That was a number of code, the TLDR is that we defined a category that takes our dataset, performs the required preprocessing and can return us batches of states, actions, rewards, returns, timesteps and masks. These batches will be directly used to coach a Decision Transformer model with a 🤗 transformers Trainer.

Training the Decision Transformer model with a 🤗 transformers Trainer.

With a view to train the model with the 🤗 Trainer class, we first have to make sure the dictionary it returns accommodates a loss, on this case L-2 norm of the models motion predictions and the targets. We achieve this by making a TrainableDT class, which inherits from the Decision Transformer model.

class TrainableDT(DecisionTransformerModel):
    def __init__(self, config):
        super().__init__(config)

    def forward(self, **kwargs):
        output = super().forward(**kwargs)
        
        action_preds = output[1]
        action_targets = kwargs["actions"]
        attention_mask = kwargs["attention_mask"]
        act_dim = action_preds.shape[2]
        action_preds = action_preds.reshape(-1, act_dim)[attention_mask.reshape(-1) > 0]
        action_targets = action_targets.reshape(-1, act_dim)[attention_mask.reshape(-1) > 0]
        
        loss = torch.mean((action_preds - action_targets) ** 2)

        return {"loss": loss}

    def original_forward(self, **kwargs):
        return super().forward(**kwargs)

The transformers Trainer class required a lot of arguments, defined within the TrainingArguments class. We use the identical hyperparameters are within the authors original implementation, but train for fewer iterations. This takes around 40 minutes to coach in a Colab notebook, so grab a coffee or read the 🤗 Annotated Diffusion blog post whilst you wait. The authors train for around 3 hours, so the outcomes we get here is not going to be quite nearly as good as theirs.

training_args = TrainingArguments(
    output_dir="output/",
    remove_unused_columns=False,
    num_train_epochs=120,
    per_device_train_batch_size=64,
    learning_rate=1e-4,
    weight_decay=1e-4,
    warmup_ratio=0.1,
    optim="adamw_torch",
    max_grad_norm=0.25,
)

trainer = Trainer(
    model=model,
    args=training_args,
    train_dataset=dataset["train"],
    data_collator=collator,
)

trainer.train()

Now that we explained the speculation behind Decision Transformer, the Trainer, and train it. You are able to train your first offline Decision Transformer model from scratch to make a half-cheetah run 👉 https://github.com/huggingface/blog/blob/principal/notebooks/101_train-decision-transformers.ipynb
The Colab includes visualizations of the trained model, in addition to save your model on the 🤗 hub.

Conclusion

This post has demonstrated train the Decision Transformer on an offline RL dataset, hosted on 🤗 datasets. We have now used a 🤗 transformers Trainer and a custom data collator.

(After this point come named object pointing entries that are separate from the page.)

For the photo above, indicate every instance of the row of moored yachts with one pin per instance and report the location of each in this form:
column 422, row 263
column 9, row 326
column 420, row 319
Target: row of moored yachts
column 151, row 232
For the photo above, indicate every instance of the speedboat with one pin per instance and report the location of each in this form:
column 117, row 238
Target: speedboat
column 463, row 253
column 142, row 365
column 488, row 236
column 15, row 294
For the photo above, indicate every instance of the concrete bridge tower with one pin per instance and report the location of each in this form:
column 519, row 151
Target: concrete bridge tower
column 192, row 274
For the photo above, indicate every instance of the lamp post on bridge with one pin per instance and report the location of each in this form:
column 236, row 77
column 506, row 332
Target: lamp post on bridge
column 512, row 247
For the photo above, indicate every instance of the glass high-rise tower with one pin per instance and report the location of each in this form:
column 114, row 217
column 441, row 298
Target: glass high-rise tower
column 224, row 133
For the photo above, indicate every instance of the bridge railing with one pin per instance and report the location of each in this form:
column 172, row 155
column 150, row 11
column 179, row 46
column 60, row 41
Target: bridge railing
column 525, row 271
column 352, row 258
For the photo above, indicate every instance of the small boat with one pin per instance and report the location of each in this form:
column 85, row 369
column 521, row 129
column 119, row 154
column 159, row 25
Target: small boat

Along with Decision Transformers, we wish to support more use cases and tools from the Deep Reinforcement Learning community. Due to this fact, it will be great to listen to your feedback on the Decision Transformer model, and more generally anything we are able to construct with you that will be useful for RL. Be at liberty to reach out to us.

What’s next?

In the approaching weeks and months, we plan on supporting other tools from the ecosystem:

Expanding our repository of Decision Transformer models with models trained or finetuned in a web based setting [2]
Integrating sample-factory version 2.0

The most effective strategy to keep up a correspondence is to join our discord server to exchange with us and with the community.

References

[1] Chen, Lili, et al. “Decision transformer: Reinforcement learning via sequence modeling.” Advances in neural information processing systems 34 (2021).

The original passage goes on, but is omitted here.